The AUC and ROC curve [32] were used to evaluate the performance of the proposed pipeline. A ROC curve is a commonly used method to visualize the performance of a binary classifier by plotting true positive rates and false positive rates with different thresholds, and an AUC summarizes its performance with a single number. The great advantage of AUC is its validity in an unbalanced dataset. Since only a small number of DWI slices have PCa tumor (e.g., average of 1 to 3 slices per patient where the total number of slices are an average of 14), AUC is the best way to evaluate the performance of the pipeline. In addition, ROC curve allows us to pick desired specificity and/or sensitivity of the classifier through the threshold. This evaluation method is applied to slice-level and patient-level classifications using the test set with 108 patients (1,486 slices).

Slice-Level Performance

Since the pipeline contains 5 individually trained CNNs, there are five different test results at slice level. Table 1 shows individual performances on the test set for each CNNs. Our best CNNs (CNN1) achieved the DWI slice-level AUC of 0.87 (95 Confidence Interval (CI): 0.840.90). Figure 1 shows the ROC curve of CNN1 performance.
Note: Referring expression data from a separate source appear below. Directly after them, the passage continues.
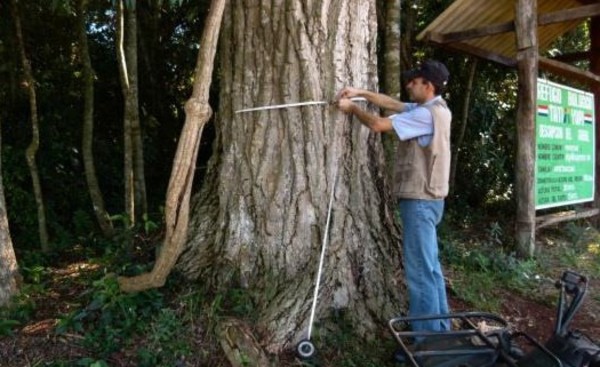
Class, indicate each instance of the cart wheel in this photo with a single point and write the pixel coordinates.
(305, 349)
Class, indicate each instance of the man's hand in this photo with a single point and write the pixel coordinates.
(348, 92)
(345, 105)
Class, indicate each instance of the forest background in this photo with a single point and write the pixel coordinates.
(85, 175)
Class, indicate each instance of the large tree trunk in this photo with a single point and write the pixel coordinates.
(9, 270)
(31, 152)
(88, 125)
(259, 219)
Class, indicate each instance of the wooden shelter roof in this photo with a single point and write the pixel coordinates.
(485, 28)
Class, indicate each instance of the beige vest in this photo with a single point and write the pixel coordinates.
(423, 172)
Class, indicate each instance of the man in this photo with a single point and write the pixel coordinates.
(421, 179)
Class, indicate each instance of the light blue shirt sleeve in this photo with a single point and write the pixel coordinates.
(415, 121)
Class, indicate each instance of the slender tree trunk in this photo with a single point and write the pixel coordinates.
(88, 126)
(527, 67)
(595, 68)
(133, 165)
(391, 78)
(177, 208)
(409, 25)
(260, 217)
(9, 269)
(30, 153)
(463, 123)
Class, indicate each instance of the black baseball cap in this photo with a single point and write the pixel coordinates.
(431, 70)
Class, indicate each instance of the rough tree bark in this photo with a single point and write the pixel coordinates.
(197, 114)
(31, 151)
(88, 125)
(259, 218)
(9, 269)
(527, 70)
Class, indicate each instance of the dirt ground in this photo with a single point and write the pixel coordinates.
(36, 343)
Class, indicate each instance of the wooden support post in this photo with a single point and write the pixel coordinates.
(595, 68)
(527, 69)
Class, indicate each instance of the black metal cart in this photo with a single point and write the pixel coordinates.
(480, 339)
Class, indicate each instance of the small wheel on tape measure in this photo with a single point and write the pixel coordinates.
(305, 349)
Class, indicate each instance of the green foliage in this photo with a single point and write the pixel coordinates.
(480, 266)
(111, 316)
(7, 326)
(165, 344)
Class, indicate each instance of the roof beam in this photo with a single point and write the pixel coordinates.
(569, 71)
(485, 54)
(565, 15)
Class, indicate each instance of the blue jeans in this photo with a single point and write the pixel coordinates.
(426, 285)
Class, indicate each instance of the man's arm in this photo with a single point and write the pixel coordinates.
(373, 122)
(379, 99)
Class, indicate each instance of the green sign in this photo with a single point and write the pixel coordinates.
(565, 146)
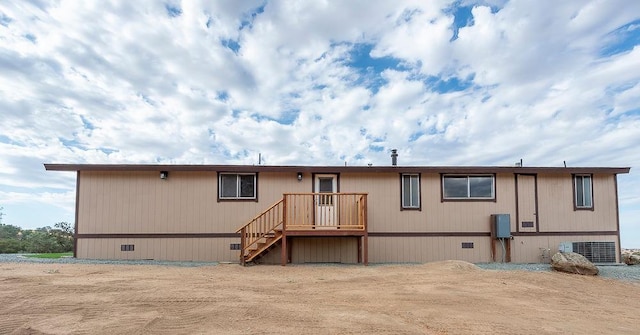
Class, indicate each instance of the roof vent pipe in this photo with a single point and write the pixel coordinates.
(394, 157)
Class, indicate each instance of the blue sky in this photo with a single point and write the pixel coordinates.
(314, 83)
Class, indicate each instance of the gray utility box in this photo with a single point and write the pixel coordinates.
(502, 225)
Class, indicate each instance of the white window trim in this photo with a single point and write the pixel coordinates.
(575, 190)
(469, 197)
(238, 186)
(412, 206)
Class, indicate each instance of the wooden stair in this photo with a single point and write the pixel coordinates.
(262, 248)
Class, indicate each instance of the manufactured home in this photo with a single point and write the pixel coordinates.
(344, 214)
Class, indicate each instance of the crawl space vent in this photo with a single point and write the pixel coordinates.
(596, 252)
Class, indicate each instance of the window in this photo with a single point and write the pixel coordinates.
(411, 191)
(583, 191)
(468, 187)
(237, 186)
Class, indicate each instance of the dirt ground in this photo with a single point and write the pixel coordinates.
(437, 298)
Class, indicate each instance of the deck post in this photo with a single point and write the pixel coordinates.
(283, 252)
(242, 244)
(365, 248)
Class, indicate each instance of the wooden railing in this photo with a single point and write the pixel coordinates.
(305, 211)
(308, 212)
(261, 227)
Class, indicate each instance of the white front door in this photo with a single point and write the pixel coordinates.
(326, 185)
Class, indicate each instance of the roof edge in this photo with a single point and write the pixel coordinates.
(327, 169)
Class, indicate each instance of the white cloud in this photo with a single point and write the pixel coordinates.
(125, 82)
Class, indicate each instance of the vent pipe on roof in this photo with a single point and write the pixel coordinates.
(394, 157)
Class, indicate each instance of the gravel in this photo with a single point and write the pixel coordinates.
(615, 271)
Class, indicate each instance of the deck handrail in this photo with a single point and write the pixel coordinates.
(304, 214)
(260, 227)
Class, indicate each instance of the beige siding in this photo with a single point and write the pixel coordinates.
(186, 203)
(317, 250)
(427, 249)
(555, 204)
(436, 216)
(526, 202)
(171, 249)
(141, 202)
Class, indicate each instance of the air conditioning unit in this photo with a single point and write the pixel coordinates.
(595, 252)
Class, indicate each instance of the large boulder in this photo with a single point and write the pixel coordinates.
(631, 258)
(572, 262)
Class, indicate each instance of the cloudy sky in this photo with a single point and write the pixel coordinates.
(314, 83)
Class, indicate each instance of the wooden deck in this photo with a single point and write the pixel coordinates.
(306, 214)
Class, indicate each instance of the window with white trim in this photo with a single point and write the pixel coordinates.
(461, 187)
(411, 191)
(237, 186)
(583, 189)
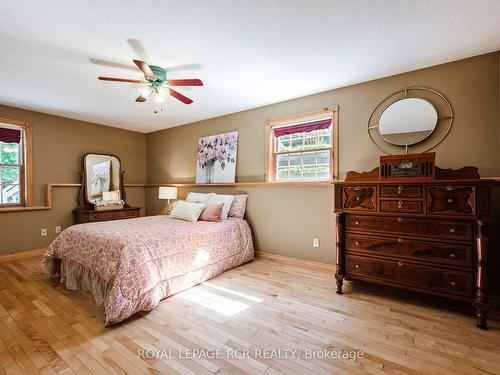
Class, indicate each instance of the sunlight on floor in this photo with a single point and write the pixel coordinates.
(201, 258)
(234, 292)
(214, 302)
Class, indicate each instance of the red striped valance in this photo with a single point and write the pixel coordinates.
(10, 135)
(303, 127)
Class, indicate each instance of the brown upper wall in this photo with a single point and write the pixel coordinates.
(471, 85)
(58, 146)
(286, 219)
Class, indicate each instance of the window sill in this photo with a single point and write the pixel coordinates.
(21, 208)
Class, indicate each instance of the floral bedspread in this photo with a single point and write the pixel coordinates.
(134, 263)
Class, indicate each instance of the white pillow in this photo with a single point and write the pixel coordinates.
(226, 199)
(198, 197)
(189, 211)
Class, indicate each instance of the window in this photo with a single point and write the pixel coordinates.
(15, 163)
(303, 147)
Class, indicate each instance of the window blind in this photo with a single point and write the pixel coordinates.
(10, 135)
(303, 127)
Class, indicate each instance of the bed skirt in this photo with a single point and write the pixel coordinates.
(78, 277)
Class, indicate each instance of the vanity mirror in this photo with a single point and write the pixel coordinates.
(102, 193)
(102, 174)
(414, 117)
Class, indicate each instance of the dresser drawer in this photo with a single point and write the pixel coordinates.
(359, 198)
(451, 200)
(401, 191)
(456, 230)
(398, 272)
(113, 215)
(401, 206)
(456, 255)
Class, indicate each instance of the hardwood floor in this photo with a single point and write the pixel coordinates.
(264, 305)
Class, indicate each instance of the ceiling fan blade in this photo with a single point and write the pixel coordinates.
(179, 96)
(145, 69)
(184, 82)
(119, 79)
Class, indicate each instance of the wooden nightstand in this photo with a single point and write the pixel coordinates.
(85, 215)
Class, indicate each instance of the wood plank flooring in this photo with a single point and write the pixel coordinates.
(263, 305)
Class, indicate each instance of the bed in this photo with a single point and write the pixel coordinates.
(131, 265)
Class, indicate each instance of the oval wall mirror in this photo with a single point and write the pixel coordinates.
(413, 119)
(408, 121)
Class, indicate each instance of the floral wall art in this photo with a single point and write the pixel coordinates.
(217, 158)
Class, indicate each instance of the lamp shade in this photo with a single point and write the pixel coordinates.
(167, 192)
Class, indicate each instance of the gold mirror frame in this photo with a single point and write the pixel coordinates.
(442, 129)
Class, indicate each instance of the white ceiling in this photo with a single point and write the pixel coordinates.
(249, 53)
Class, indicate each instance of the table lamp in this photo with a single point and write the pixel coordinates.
(167, 192)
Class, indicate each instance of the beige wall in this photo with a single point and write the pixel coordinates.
(286, 219)
(58, 146)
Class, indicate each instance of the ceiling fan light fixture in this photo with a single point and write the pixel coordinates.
(145, 90)
(159, 98)
(160, 91)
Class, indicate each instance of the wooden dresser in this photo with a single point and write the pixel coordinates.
(87, 215)
(421, 234)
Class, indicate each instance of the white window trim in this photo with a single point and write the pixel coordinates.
(270, 144)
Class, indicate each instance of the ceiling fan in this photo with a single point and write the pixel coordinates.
(155, 82)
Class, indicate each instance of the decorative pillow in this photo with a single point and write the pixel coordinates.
(189, 211)
(226, 199)
(238, 206)
(212, 212)
(198, 197)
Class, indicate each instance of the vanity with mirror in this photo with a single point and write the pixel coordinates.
(408, 223)
(102, 194)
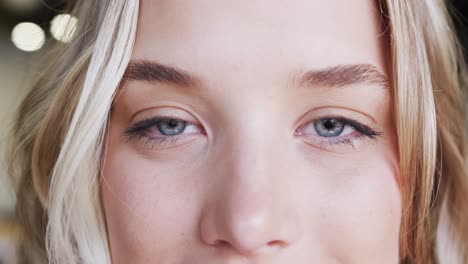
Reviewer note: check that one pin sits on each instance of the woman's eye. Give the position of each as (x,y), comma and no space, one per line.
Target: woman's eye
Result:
(329,127)
(171,127)
(335,131)
(162,130)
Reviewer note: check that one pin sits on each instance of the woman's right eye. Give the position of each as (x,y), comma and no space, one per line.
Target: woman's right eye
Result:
(161,130)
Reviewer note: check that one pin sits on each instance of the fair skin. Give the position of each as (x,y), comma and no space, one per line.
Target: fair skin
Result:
(283,157)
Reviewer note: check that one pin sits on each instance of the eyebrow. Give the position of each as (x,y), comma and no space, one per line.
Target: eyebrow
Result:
(333,76)
(151,71)
(343,76)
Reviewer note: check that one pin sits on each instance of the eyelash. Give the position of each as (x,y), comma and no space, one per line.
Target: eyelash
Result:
(364,131)
(138,130)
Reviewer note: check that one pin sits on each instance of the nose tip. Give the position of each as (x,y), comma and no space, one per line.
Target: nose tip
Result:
(256,232)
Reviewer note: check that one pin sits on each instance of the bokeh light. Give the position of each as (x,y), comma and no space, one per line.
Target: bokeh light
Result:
(28,36)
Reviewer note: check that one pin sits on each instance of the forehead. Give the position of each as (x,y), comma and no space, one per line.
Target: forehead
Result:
(263,36)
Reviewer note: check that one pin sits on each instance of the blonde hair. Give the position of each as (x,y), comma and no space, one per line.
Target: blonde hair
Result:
(57,141)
Architecture Test AUC (95 % CI)
CNN1 0.87 (0.84 - 0.90)
CNN2 0.87 (0.84 - 0.90)
CNN3 0.86 (0.83 - 0.89)
CNN4 0.85 (0.82 - 0.88)
CNN5 0.85 (0.82 - 0.88)
Table 1: Slice-level performances of 5 individually trained deep CNNs.
Figure 1: Slice-level ROC curve of the proposed ResNet inspired deep learning architecture (AUC: 0.87, CI: 0.840.90)

Patient-Level Performance

The patient-level AUC by our Random Forest classifier with the features extracted through CNNs was 0.84 (95 CI: 0.760.91) (Figure 2).

Figure 2: Patient-level ROC curve of the proposed pipeline: Random Forest classifier trained on the features extracted by the CNNs (AUC: 0.84, CI: 0.760.91)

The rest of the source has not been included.